The Coronation Road project got underway with Mr Edney’s company, Small (2005) Ltd, selling land in 2014 spread across five titles to a company controlled by Mr Mahon’s spouse: Coronation Gardens Ltd.  The High Court was told Mr Mahon’s spouse was named as being in control of Coronation Gardens because of doubts that banks would lend to any business venture then controlled by Mr Mahon.

Small (2005) left in second mortgage vendor finance.  The deal required Mr Mahon guarantee repayment.

When BNZ called up its first mortgage finance, Small (2005) paid off the bank, taking an assignment of its security.

A 2017 marketing campaign by Small (2005) to enforce its rights as mortgagee saw eight offers made.  This campaign was disrupted with an unsuccessful court application by Coronation Gardens attempting to stop the phrase ‘mortgagee sale’ being used in advertising.

The only unconditional offer was at nine million dollars.  Valuers agreed the land was worth some $14 million in 2017.  The offer was not accepted.

The highest bid was at $21.7 million, submitted by email just after tenders closed.  This offer came from Sydney.  It was conditional on the property able to be used for a ‘place of worship;’ a change of use that would require resource consent.

The High Court was told Mr Edney was suspicious about the bona fides of this offer.  The supposed offeror had never investigated the site, had downloaded tender documents just one day before tenders closed and had incorrectly completed the offer document by transposing the vendor and purchaser.  Enquiries identified that the offer emanated from a business with the same Sydney street address as that doing work for Mr Mahon.

This offer too was rejected.

There were suspicions that this $21.7 million bid was an attempt by Mr Mahon to artificially raise the properties’ value in order to get sufficient new loan finance, then to reclaim control of the project.

Mr Edney’s later sale negotiations with Mr Chevin came to nothing.  Mr Chevin wanted the entire purchase price left in by Small (2005) as vendor finance.  Mr Edney wanted at least a one million dollar cash contribution from Mr Chevin.

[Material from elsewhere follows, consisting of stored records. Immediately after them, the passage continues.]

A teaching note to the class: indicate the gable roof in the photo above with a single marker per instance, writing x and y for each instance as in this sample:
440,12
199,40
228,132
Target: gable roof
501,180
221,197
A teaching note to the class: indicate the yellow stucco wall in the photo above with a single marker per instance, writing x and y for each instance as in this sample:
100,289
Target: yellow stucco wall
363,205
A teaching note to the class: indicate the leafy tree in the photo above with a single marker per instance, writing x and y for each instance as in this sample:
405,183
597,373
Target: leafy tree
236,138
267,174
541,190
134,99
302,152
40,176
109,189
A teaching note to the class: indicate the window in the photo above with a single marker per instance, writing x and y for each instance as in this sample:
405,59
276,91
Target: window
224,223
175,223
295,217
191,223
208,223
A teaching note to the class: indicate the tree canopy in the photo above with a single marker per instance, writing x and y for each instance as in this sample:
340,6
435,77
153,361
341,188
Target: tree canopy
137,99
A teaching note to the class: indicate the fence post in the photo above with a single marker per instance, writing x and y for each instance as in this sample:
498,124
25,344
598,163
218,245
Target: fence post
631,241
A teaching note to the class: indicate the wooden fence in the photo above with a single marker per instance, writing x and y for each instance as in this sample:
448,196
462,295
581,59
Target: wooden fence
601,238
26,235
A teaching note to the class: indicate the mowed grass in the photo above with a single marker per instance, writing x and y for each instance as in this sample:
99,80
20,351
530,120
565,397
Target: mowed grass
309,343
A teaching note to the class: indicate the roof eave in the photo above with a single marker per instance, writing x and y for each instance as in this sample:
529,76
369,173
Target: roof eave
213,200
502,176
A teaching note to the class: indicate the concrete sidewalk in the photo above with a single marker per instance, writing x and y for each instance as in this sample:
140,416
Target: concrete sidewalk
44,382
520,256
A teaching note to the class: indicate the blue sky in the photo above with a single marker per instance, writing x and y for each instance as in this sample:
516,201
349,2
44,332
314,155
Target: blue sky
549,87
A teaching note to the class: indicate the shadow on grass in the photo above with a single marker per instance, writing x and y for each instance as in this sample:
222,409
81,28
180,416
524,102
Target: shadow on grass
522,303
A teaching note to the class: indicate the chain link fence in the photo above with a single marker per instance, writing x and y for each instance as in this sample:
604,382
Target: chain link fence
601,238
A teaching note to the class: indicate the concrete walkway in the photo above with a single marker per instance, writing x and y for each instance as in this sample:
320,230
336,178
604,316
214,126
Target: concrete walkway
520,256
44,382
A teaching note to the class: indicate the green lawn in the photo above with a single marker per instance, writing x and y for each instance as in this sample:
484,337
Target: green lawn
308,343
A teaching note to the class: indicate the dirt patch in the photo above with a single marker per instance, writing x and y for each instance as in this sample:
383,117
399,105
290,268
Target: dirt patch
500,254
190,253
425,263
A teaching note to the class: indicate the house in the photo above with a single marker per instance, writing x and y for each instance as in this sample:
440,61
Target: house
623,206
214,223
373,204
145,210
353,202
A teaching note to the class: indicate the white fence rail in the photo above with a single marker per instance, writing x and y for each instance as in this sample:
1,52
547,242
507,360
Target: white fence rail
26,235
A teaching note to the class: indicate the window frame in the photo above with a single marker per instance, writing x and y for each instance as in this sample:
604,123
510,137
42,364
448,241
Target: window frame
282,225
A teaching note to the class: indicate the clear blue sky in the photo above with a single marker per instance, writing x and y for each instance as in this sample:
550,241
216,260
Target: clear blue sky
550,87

In 2018, a further marketing campaign was launched.  Market prices had fallen.  One valuer priced the land then at $11.62 million, as a ‘forced sale’ valuation.

Marketing resulted in no offers above nine million dollars.

Mr Edney then arranged a sale to another of his companies, GB Ltd, at a price of $11.75 million.

This sale crystallised Mr Mahon’s liability on his guarantee.

The High Court was told GB Ltd onsold the land two years later for $22.7 million.

Justice Wilkinson-Smith ruled Mr Edney’s Small (2005) had taken reasonable care to obtain the best price.  The price paid by GB Ltd was more than any other prospective purchaser offered unconditionally at time of sale.

Mr Mahon was ordered to pay $6.5 million; the balance of the unpaid guaranteed debt plus accrued interest.